The 2019 legislative session came to a close with historic gains for the environment. The State Senate and Assembly passed the most aggressive climate legislation in the country as well as other legislative measures, putting New York at the forefront of the fight for environmental protection.
The climate legislation (A. 8429/S. 6599) will significantly decrease pollution economy-wide and transition New York to renewable energy.
Sponsored by Senator Todd Kaminsky and Assemblyman Steve Englebright, this legislation will be a model for other states. It will make our economy carbon neutral by 2050, including a requirement to reduce greenhouse gas emissions by 85%, as well as obtaining 70% of our electricity from renewable sources by 2030, and moving to 100% clean power by 2040. A minimum of 35% of clean energy and energy efficiency funds collected will be directed towards disadvantaged communities with a goal of 40% investment. A 22-member Climate Action Council will be created and is tasked with developing plans and recommendations on how to achieve these requirements.
NYLCV, along with a coalition of environmental groups, have been advocating for this legislation for months.
While many states are passing laws to decrease greenhouse gas emissions in some sectors of the economy, like electricity, this legislation puts New York ahead by decreasing emissions from every sector.

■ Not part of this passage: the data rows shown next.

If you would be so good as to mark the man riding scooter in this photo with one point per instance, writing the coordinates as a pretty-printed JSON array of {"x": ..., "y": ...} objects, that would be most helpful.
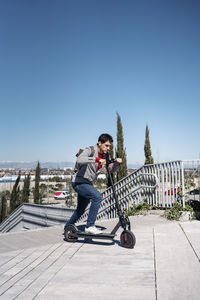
[{"x": 90, "y": 163}]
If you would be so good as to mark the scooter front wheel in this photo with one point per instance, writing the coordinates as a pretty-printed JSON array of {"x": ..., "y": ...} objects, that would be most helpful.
[
  {"x": 127, "y": 239},
  {"x": 70, "y": 234}
]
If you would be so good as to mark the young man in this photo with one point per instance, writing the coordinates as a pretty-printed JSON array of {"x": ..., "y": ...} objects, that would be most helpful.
[{"x": 89, "y": 166}]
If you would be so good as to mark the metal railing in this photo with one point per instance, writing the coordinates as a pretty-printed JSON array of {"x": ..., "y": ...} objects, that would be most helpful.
[
  {"x": 161, "y": 185},
  {"x": 31, "y": 216}
]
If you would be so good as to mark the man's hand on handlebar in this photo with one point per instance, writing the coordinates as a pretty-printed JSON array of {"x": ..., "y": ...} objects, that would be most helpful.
[{"x": 103, "y": 161}]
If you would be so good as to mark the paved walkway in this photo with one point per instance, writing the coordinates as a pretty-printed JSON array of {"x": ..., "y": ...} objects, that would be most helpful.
[{"x": 165, "y": 264}]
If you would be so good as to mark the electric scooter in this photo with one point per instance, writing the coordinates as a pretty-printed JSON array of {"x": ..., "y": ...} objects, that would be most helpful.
[{"x": 127, "y": 238}]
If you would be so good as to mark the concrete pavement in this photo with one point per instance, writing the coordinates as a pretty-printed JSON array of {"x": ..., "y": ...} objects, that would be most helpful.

The legislature also passed bills that will reduce toxins from the environment. In honor of Earth Day, both houses passed the Child Safe Products Act (A. 6296-A Englebright/S. 501-B Kaminsky), also known as the Toxic Toys bill, which has been a priority for NYLCV for ten years. The legislation bans chemicals that are at high risk to children’s health and requires manufacturers to report chemicals in their products. It will both protect children’s health and reduce environmental pollution. At the end of session, the legislature passed S. 4351 (Kennedy)/ A. 6373 (Englebright), which establishes a responsible system for the collection, recycling, and proper disposal of leftover paint products. This legislation has also been an NYLCV priority for several years. It will reduce the volume of these products in our landfills, save taxpayers money, and protect the health of sanitation workers. Both houses also took action to ban 1,4-dioxane (A6295A Englebright/S4389B Kaminsky) from consumer products, which will protect water quality across the state but especially on Long Island, and to extend the statute of limitations for water authorities to sue polluters (S. 3337-C Gaughran/A. 5477-C Thiele).
Lawmakers passed legislation that would legalize electric bicycles and scooters in New York (A. 7431-B/S. 5294A). These low-emission transportation options will reduce traffic congestion, enhance air quality, and make our streets more livable, and their legalization also removes antiquated restrictions on working-class families.
Legacy renewable energy will also be protected with the passage of S. 23 (Parker)/A4294 (Cusick), which establishes utility support for existing hydropower and wind power facilities to ensure that our clean energy goals are achieved as economically as possible.
Earlier this year, the State Senate and Assembly passed two bills to protect New York’s waterways. A. 2572 (Englebright)/S. 2316 (Kaminsky) bans offshore drilling and pipeline infrastructure in the state. A. 2571 (Englebright)/S. 2317 (Kaminsky) bans purse seine fishing of the Atlantic menhaden, a species that was previously nearly facing extinction.
We thank Majority Leader Andrea Stewart-Cousins, Speaker Carl Heastie, Environmental Conservation Committee Chairs Todd Kaminsky and Steve Englebright, and Energy Committee Chairs Kevin Parker and Michael Cusick for their leadership. We will continue to work with stakeholders as these policies are implemented.